# Cult of Slaanesh/Pleasure



## Hadrianus (Jul 10, 2008)

Alright after finishing a year at college and spending talking with a few friends who play fantasy I finally decided to leave 40k behind and join the fantasy realm of play. I was having a bit of trouble deciding between an army of Chaos Demons and Dark Elves when I heard about the "Cult of Slaanesh (or Pleasure as I've also seen it referred to.

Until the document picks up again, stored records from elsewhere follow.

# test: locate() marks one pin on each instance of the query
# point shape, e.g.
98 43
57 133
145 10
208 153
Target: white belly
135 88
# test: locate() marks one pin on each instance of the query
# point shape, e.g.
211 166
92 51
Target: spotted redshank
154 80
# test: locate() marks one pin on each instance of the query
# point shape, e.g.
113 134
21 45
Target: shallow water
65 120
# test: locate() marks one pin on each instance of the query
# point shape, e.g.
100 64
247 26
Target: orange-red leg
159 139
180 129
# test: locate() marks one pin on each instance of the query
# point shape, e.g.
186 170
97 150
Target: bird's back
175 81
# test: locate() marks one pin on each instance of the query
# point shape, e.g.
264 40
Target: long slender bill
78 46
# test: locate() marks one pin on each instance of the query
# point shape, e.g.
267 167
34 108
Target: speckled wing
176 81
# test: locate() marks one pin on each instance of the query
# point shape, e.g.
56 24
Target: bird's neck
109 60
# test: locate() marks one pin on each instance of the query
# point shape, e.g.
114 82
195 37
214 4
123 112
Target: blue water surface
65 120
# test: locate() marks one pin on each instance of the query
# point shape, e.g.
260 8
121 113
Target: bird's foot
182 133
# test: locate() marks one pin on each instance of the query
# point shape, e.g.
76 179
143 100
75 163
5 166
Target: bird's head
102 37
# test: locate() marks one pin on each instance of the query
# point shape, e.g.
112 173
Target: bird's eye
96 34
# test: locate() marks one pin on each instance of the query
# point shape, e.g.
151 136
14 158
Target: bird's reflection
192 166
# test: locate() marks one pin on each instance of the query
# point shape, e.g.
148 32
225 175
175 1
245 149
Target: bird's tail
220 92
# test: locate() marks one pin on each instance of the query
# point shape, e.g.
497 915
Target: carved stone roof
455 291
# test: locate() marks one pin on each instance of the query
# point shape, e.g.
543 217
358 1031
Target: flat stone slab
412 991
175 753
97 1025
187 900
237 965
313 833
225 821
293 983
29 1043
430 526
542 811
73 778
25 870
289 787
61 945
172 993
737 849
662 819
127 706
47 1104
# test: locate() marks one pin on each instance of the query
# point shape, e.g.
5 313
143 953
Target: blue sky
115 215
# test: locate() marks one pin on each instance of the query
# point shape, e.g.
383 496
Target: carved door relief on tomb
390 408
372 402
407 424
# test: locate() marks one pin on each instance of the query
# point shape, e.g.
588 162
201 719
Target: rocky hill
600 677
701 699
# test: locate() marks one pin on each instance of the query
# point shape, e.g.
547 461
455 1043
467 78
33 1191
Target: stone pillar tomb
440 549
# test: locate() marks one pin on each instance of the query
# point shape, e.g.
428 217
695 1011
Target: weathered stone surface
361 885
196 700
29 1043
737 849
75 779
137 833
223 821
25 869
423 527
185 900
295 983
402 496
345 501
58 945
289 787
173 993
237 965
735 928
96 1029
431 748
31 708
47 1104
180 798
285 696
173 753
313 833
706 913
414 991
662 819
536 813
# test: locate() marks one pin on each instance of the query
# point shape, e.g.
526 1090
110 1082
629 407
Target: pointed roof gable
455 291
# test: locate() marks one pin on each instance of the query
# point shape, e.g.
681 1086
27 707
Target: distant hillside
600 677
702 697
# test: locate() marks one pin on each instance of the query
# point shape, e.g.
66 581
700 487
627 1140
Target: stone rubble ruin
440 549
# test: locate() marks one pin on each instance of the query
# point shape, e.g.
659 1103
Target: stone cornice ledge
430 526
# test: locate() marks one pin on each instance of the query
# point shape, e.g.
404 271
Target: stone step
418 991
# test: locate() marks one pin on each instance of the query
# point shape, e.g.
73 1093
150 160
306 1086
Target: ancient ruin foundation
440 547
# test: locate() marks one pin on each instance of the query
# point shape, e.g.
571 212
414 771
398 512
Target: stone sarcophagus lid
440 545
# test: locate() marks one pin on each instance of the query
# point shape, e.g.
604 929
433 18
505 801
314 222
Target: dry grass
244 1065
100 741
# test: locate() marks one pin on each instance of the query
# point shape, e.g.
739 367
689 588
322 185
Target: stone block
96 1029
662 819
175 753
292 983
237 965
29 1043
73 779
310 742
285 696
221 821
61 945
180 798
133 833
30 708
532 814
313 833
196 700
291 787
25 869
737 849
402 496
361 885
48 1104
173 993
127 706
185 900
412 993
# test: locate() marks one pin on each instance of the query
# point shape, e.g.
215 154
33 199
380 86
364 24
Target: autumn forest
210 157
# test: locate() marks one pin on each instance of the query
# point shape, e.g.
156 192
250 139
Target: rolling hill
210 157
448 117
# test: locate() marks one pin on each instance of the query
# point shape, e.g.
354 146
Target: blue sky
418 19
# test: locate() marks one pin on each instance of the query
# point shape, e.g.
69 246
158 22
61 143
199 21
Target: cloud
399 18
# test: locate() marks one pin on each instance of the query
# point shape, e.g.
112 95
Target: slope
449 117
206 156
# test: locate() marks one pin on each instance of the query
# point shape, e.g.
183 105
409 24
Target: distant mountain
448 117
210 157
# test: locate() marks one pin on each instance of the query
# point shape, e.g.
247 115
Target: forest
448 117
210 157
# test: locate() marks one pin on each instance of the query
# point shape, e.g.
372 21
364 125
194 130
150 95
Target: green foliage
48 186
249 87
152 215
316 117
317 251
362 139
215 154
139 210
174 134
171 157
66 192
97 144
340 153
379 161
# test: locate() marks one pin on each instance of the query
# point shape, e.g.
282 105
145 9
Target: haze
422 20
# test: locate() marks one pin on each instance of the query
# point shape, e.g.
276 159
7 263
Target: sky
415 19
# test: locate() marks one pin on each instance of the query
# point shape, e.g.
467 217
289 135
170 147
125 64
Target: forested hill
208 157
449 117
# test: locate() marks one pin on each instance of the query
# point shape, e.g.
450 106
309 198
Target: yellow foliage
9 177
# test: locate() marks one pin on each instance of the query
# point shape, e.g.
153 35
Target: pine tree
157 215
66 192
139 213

Simply put I'm wondering if there's any online resources that go into depth about this crossed army? (Including which army books would be required and any conversions that combine elements of both armies to make interesting units.)


----------



## Syph (Aug 3, 2008)

I think the CoS/P are long gone my friend. There's no longer a legal list available to use, although a website I go on has a '7th ed' version of it which I believe uses 'Counts As' units to represent the original list. I'll see what I can dig up.


----------



## karlhunt (Mar 24, 2009)

You would need the "Hoards of Chaos" (6th ed Chaos combines warriors and daemons), "Dark Elves" (again 6th ed), and "Storm of Chaos". Storm has the actuall list in it but it references the other two as far as what the units actually do. GW had the list itself up as a free dowload for a while, check around you should be able to find that. As Storm of Chaos is OOP it's kind of hard to find. The other two you can pick up crazy cheap from e-bay because noone wants the old eddition books anymore.


----------



## Hadrianus (Jul 10, 2008)

Thanks, also would anyone happen to know of places other than ebay to pick up 6th edition demonettes that wouldn't have the price ridiculously jacked up? Asking only because I'm looking to convert them into harpies since the standard ones look horrid and the newest demonettes are just too androgynous. 

Oh lastly are the Dark Elves getting any model updates in the near future?


----------



## Syph (Aug 3, 2008)

Possibility of a few plastics for the Dark Elves but don't hold your breath!


----------